La respuesta cristiana
No sabemos qué es la muerte, todos vivimos de este lado de ella y ninguno de nosotros la ha experimentado.
Escribe Ratzinger en su “Introducción al cristianismo” que el miedo a la muerte es muy profundo, porque es miedo a la soledad más honda y radical. No es miedo a algo, sino a quedarse solo, porque cuando me toque los demás no pueden acompañarme.
“Una cosa es cierta: existe la noche, en cuyo aislamiento no penetra ninguna voz; hay una puerta, la puerta de la muerte, por la que vamos pasando uno a uno. Todo el miedo que hay en el mundo es, en definitiva, miedo a esta soledad”.
La respuesta del cristianismo es que “el amor es más fuerte que la muerte” (Cant. 8,6). “El amor requiere perpetuidad, imposibilidad de ser destruido, más aún, es un grito que pide perpetuidad pero que no puede darla; un grito que demanda eternidad, pero que está enmarcado en el ámbito de la muerte, en su soledad y en su poder de destrucción. Ahora podemos comprender lo que significa ‘resurrección’. Es el amor que es más fuerte que la muerte”.
Ratzinger explica que humanamente lo único que puede hacer el amor es hacer vivir el recuerdo de los otros, su sombra, su memoria, nada más. “Pero si el amor a los demás fuese tan grande que no solo pudiera revivir su recuerdo, sino a ellos mismos, iniciaríamos una nueva etapa de la vida que superaría las evoluciones y mutaciones biológicas y pasaría a un plano completamente distinto donde el amor no estaría sometido a la vida biológica… y comenzaría la vida definitiva que deja atrás el poder de la muerte”.

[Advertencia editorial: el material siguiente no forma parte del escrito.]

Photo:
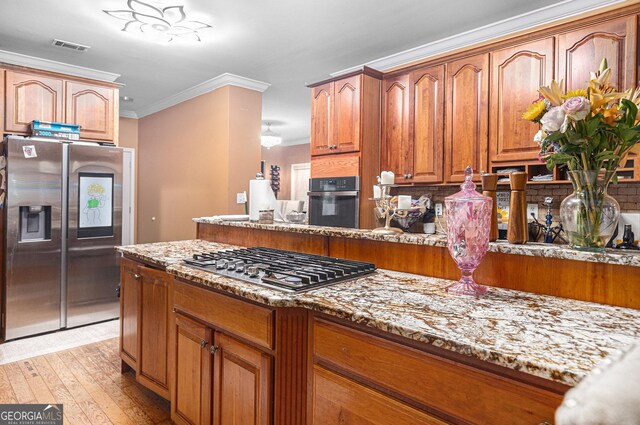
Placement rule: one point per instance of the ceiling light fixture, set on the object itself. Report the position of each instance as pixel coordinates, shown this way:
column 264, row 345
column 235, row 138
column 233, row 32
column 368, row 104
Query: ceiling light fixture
column 269, row 138
column 167, row 24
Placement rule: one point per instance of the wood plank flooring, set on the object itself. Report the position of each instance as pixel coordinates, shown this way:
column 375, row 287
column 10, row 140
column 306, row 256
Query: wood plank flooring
column 87, row 380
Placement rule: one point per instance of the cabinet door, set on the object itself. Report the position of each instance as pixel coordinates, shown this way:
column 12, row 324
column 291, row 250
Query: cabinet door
column 91, row 107
column 321, row 119
column 582, row 50
column 341, row 401
column 242, row 384
column 191, row 401
column 130, row 285
column 427, row 125
column 154, row 331
column 516, row 75
column 395, row 127
column 31, row 97
column 347, row 115
column 467, row 117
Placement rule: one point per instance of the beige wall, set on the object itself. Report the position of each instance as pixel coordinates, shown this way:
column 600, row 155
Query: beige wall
column 128, row 138
column 193, row 157
column 284, row 156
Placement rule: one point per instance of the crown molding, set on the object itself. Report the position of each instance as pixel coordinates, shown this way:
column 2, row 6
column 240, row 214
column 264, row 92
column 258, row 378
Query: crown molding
column 129, row 114
column 485, row 33
column 54, row 66
column 221, row 80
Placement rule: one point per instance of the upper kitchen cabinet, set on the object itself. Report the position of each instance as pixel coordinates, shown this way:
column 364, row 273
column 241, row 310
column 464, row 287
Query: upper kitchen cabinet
column 427, row 125
column 581, row 51
column 395, row 127
column 516, row 75
column 321, row 112
column 93, row 108
column 44, row 96
column 466, row 116
column 347, row 114
column 31, row 97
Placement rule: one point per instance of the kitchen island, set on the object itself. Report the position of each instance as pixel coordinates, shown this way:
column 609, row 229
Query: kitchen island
column 391, row 341
column 610, row 278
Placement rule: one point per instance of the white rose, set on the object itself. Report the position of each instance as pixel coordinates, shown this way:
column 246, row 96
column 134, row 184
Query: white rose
column 577, row 108
column 539, row 137
column 553, row 119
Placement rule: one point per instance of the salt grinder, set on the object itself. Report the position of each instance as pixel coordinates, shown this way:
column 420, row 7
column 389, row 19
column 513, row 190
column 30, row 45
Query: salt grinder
column 489, row 186
column 517, row 230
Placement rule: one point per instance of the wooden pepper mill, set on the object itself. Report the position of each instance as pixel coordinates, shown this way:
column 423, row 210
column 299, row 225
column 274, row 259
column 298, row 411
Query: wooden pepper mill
column 517, row 230
column 489, row 186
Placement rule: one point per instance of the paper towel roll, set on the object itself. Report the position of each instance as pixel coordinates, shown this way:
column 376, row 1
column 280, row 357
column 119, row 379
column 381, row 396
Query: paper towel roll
column 259, row 197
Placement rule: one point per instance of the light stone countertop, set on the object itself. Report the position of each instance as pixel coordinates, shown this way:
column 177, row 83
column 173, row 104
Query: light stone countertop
column 554, row 338
column 611, row 256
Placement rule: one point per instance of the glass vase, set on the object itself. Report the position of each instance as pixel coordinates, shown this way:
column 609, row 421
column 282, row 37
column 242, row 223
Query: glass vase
column 589, row 215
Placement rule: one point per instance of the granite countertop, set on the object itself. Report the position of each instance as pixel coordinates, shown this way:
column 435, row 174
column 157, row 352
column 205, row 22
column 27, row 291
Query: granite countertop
column 553, row 338
column 624, row 258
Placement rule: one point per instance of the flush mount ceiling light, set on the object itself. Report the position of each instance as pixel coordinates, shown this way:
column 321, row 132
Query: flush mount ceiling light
column 166, row 24
column 269, row 138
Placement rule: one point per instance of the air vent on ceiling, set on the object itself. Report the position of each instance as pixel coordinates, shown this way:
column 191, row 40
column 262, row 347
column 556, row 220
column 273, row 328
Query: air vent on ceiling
column 70, row 45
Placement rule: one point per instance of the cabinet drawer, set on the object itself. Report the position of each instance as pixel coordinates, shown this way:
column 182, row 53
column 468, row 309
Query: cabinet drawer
column 246, row 320
column 341, row 401
column 336, row 165
column 458, row 390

“El amor crea la inmortalidad y la inmortalidad nace del amor. Esto significa que el que ha amado a todos, les ha hecho a todos inmortales. Esto quiere decir la Biblia cuando dice que su resurrección (la de Cristo) es nuestra vida… si él resucitó, también nosotros resucitaremos, porque su amor es más fuerte que la muerte”.
La esperanza cristiana no relativiza la muerte ni le quita su dramatismo, porque asumiéndola en toda su dureza, la vive como un paso a la vida definitiva.